We're hiding in the Powder room at the St. Regis Hotel.
This is what working in what amounts to a rat's nest for the past decade has done to us, I think, looking at our reflections in the mirror. Ten years in a piece-of-crap studio in the armpit of Bushwick with full view-and-sound of the JMZ train, giving ourselves humpbacks craning over our drafting tables, Camels drooping from our mouths, passing expired packages of Peeps back and forth in the dark. The work has made me forget how to act like a person. We're not fit to go out and socialize with the fancy people, all Cheetos-stained hands and dilated pupils. "Here." Mel hands me her pipe, the one shaped like a squirrel she picked up from a troubled-looking Village store that sold cheap dildos and off-brand candy. "Chug it," she demands. "Pull on that motherfucker like you mean it."
We, the recipients of the American Coalition of Cartoonists and Animation Professionals' Hollingsworth Grant for our first full-length feature, Nashville Combat, are due onstage in less than an hour. And while we're happy—nay, grateful—this is not exactly our crowd. Hence, something to take the edge off.
I straighten, check the mirror again. We look better than usual. Damn near swank, even. I've managed to squeeze myself into a cocktail getup, wires and clips strapping boobs up and in, stylized girdle crackling my ribs like potato chips, all with my sort of maybe boyfriend, Beardsley, in mind, despite the fact that I haven't heard from him in over a week. We are known entities for what we do, which, specifically, is make "small, thoughtful cartoons and out-of- mainstream animation shorts intended for a thinking woman's audience" as mentioned in The New York Times, BUST, Bitch, Dying Broke and Lonely Quarterly, Shitburger Review, et al.
We are known entities for what we do, which, specifically, is make "small, thoughtful cartoons and out-of- mainstream animation shorts intended for a thinking woman's audience."
Mel's in a tux, hair all butched up, specs folded away in her pocket. She's the dashing one. She's crafting a joint for later, running her tongue along the adhesive side of the rolling paper. Pulls the joint away and begins to twist with her fingers. Looks at me in the mirror. "What."
"You look like a dykey George Burns."
"Words hurt." She slips the joint into her breast pocket. "You look pretty, Sharon. How's that make you feel?"
She throws herself on the love seat, legs splayed, fiddling with her bow tie. "ACCAP is a poor acronym, don't you think? Sounds like hocking up a wad of snot."
"I'm sure they have enough cash not to care." I adjust a bra strap, shift the girdle, try to breathe. Mel gestures for the squirrel. I hand it to her.
She takes a hit, straightens to hold the toke. "Sit down and relax," she says on the intake.
"You relax." I snip at the air with a bottle of Febreze I find under the sink. The St. Regis is too classy for its own good. I feel like we're hemorrhaging money just standing here.
There's a knock at the door. Mel bellows, "In use!"
"Guys, open up. I need a minute with you two."

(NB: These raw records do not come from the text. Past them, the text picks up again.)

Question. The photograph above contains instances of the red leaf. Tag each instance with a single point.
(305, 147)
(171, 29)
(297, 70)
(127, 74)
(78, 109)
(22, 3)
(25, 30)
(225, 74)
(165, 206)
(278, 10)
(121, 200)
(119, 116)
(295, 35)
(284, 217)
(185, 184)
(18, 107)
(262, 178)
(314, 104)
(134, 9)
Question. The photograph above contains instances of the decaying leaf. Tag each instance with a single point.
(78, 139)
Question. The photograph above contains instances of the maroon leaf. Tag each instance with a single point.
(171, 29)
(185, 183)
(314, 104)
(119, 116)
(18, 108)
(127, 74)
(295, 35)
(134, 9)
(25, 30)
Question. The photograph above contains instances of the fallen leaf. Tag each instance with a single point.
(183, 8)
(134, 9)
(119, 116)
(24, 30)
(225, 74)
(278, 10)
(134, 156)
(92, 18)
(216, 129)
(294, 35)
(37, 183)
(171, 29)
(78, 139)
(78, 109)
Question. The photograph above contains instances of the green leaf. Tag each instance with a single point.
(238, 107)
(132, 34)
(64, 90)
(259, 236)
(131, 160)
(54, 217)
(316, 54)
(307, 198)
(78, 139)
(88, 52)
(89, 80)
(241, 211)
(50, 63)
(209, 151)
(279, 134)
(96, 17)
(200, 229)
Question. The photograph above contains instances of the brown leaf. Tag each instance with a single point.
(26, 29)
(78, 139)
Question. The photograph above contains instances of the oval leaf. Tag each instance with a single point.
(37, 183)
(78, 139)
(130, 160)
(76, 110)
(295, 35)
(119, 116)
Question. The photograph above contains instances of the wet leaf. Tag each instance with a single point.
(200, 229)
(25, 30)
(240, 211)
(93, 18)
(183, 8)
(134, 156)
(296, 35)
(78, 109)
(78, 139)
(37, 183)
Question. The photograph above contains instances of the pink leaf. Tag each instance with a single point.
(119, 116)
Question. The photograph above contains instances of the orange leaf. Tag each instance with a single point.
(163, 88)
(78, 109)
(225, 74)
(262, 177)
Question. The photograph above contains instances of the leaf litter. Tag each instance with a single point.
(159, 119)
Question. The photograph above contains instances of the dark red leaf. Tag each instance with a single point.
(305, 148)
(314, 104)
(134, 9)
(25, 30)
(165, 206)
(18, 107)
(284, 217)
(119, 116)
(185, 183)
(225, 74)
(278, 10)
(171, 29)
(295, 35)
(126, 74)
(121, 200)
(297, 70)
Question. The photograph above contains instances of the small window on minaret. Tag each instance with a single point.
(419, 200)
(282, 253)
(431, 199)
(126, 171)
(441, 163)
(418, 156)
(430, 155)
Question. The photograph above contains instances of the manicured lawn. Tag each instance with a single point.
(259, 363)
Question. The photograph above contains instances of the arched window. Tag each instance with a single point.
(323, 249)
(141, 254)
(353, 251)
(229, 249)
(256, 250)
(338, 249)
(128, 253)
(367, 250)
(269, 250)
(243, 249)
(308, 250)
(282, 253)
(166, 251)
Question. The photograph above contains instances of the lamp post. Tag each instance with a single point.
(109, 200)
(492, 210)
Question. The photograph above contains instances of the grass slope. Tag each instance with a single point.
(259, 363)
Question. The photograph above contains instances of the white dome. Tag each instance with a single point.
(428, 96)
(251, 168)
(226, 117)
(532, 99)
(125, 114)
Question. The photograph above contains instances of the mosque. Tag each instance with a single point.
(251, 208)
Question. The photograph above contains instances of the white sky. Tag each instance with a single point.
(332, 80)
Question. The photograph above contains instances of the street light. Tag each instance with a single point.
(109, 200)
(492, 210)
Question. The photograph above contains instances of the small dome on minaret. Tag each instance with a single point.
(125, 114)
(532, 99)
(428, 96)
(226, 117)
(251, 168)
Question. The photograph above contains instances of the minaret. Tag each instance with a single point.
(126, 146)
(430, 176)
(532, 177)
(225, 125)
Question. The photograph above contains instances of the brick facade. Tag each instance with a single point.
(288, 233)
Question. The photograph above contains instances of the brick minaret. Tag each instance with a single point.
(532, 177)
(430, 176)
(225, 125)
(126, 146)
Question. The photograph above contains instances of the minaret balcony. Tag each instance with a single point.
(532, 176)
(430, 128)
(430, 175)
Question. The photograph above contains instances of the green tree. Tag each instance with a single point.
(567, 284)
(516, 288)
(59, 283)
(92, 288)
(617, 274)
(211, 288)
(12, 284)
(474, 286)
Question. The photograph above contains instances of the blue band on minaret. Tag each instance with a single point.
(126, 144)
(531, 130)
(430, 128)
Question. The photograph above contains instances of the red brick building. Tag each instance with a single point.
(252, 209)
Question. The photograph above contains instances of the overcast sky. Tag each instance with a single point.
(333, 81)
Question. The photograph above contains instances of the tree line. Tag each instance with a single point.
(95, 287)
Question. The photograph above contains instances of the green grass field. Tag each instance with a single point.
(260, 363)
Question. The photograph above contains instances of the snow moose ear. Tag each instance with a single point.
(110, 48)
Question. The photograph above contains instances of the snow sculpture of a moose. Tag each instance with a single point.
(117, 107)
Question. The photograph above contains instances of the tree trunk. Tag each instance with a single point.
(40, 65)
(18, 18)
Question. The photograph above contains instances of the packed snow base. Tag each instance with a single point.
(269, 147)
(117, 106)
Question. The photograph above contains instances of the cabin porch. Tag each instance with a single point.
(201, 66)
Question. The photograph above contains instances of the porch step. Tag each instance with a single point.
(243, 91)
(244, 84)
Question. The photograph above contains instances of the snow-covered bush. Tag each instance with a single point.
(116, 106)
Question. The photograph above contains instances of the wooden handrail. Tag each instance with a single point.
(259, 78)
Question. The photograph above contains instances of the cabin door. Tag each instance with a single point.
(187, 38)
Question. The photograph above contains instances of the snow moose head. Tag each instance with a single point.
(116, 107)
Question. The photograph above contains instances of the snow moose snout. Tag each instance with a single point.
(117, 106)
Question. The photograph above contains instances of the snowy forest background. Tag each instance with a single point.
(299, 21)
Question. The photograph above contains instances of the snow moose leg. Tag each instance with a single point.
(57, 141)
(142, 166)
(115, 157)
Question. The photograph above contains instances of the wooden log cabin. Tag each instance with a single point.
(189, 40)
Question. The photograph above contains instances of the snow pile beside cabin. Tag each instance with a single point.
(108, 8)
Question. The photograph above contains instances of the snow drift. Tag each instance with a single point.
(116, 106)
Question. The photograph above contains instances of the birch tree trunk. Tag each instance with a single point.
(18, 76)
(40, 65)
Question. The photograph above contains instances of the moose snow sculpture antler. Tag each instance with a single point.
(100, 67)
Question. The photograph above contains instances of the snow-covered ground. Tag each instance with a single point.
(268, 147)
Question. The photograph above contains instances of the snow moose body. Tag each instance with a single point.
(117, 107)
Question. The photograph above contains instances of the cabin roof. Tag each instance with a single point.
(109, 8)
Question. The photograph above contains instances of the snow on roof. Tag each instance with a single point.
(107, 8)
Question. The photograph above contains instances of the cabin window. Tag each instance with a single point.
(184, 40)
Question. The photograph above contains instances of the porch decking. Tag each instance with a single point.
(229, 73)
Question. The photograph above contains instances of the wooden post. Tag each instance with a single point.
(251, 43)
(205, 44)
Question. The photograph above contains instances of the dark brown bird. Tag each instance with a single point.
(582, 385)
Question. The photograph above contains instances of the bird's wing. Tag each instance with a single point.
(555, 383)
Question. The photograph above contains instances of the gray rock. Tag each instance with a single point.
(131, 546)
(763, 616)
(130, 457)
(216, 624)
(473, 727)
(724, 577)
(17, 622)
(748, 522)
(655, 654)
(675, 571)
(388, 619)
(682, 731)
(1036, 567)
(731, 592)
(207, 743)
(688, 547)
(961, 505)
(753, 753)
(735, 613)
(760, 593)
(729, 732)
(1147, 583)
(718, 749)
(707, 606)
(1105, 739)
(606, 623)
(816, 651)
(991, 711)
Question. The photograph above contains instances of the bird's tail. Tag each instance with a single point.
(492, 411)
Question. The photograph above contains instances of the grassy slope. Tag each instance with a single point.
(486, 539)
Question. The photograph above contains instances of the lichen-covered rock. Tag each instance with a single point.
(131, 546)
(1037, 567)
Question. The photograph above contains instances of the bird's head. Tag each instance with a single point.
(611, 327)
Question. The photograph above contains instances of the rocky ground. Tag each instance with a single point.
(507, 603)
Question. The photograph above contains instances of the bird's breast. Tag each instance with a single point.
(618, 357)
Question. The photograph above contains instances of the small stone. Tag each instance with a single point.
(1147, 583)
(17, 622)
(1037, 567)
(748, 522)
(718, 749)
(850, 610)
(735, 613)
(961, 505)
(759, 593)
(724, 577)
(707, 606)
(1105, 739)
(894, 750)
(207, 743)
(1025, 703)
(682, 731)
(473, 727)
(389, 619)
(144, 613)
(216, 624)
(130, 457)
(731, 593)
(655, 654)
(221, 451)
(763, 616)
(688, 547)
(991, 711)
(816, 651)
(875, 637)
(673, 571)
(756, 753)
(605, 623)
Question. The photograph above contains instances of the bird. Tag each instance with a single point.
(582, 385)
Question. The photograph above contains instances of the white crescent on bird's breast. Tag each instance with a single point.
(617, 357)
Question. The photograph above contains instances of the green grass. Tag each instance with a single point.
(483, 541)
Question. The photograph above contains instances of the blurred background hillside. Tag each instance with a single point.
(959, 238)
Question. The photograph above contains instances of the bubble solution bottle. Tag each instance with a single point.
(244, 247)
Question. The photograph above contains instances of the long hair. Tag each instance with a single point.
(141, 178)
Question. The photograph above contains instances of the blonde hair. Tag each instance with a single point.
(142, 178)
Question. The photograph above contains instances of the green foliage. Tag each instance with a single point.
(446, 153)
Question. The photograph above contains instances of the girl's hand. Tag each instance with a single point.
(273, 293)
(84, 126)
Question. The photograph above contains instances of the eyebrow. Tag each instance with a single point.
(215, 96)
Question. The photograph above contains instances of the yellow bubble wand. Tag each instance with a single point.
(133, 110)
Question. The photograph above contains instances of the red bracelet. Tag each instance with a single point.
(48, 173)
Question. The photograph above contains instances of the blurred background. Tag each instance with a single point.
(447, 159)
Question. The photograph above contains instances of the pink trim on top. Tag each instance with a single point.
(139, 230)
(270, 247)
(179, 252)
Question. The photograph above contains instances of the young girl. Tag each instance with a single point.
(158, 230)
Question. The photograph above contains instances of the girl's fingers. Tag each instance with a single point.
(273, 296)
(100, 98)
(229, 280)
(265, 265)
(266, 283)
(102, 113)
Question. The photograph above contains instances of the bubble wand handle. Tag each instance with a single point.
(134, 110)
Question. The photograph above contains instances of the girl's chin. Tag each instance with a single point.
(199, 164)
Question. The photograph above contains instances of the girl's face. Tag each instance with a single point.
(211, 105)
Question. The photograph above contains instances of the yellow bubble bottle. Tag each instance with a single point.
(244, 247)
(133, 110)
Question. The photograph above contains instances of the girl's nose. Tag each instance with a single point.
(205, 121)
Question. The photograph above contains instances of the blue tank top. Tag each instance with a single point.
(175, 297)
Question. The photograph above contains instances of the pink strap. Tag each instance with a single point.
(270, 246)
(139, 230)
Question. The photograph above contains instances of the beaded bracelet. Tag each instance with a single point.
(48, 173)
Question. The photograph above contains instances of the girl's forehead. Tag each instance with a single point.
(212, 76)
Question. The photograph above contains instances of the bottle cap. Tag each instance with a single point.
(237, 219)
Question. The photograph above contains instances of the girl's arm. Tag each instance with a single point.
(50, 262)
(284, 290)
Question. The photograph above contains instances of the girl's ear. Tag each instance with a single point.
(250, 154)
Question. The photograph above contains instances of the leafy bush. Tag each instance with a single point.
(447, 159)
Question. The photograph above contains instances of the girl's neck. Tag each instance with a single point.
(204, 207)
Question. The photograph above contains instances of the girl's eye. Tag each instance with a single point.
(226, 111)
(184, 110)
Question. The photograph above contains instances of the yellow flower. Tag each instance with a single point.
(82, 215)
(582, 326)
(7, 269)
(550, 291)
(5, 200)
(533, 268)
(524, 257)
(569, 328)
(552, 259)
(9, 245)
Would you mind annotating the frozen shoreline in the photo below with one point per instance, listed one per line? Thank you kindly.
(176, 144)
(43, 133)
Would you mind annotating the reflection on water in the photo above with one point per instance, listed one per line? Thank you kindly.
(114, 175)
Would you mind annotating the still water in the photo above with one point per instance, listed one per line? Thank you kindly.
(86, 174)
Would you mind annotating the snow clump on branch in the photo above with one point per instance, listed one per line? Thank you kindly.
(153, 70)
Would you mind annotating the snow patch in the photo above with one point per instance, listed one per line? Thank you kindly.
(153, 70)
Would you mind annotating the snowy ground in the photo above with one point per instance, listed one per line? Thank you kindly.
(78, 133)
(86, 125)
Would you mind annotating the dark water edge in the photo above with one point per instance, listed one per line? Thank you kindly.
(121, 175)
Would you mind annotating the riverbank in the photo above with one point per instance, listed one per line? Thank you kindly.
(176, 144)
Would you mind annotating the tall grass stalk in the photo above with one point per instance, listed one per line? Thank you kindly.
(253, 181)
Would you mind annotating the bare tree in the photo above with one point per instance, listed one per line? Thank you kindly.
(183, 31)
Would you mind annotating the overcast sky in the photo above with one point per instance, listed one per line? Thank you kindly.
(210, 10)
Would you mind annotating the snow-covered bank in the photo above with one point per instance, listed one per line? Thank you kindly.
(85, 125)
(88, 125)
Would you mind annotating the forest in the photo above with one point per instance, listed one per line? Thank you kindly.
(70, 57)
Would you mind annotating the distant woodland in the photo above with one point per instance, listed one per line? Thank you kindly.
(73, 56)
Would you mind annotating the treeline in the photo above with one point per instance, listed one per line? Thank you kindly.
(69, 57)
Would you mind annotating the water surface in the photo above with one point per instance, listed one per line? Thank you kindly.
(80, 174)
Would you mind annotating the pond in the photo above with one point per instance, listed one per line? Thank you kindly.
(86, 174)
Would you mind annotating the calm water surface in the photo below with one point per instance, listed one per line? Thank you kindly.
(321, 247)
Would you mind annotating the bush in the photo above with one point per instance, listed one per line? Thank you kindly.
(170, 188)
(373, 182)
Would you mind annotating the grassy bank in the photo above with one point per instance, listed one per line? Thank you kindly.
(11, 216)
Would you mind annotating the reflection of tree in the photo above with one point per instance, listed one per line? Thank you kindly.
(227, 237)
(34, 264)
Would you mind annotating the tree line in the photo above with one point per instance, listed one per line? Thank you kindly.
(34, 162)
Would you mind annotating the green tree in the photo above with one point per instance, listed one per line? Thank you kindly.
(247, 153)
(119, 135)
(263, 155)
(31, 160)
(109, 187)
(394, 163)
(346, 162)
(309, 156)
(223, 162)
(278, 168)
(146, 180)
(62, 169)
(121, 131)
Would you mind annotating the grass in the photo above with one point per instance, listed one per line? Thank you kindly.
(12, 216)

It's our agent, Donnie. Short for Donatella. She took us on as clients after she saw our first cartoon, Custodial Knifefight, online when we were in college. A crossbow is posted beside the Wellesley diploma above her desk. She says the word cock a lot, but in the pejorative, when something goes wrong: "This isn't worth cock." She chews nicotine gum and drinks a steady stream of Diet Cokes. A can of it is sweating in her hand as she steps in, wearing a slate-colored pantsuit and a pair of heels that cost more than our studio rent. Her hair, the same length as Mel's, is glossy and feline, combed back. She crinkles her nose. "Are you two smoking up in here?"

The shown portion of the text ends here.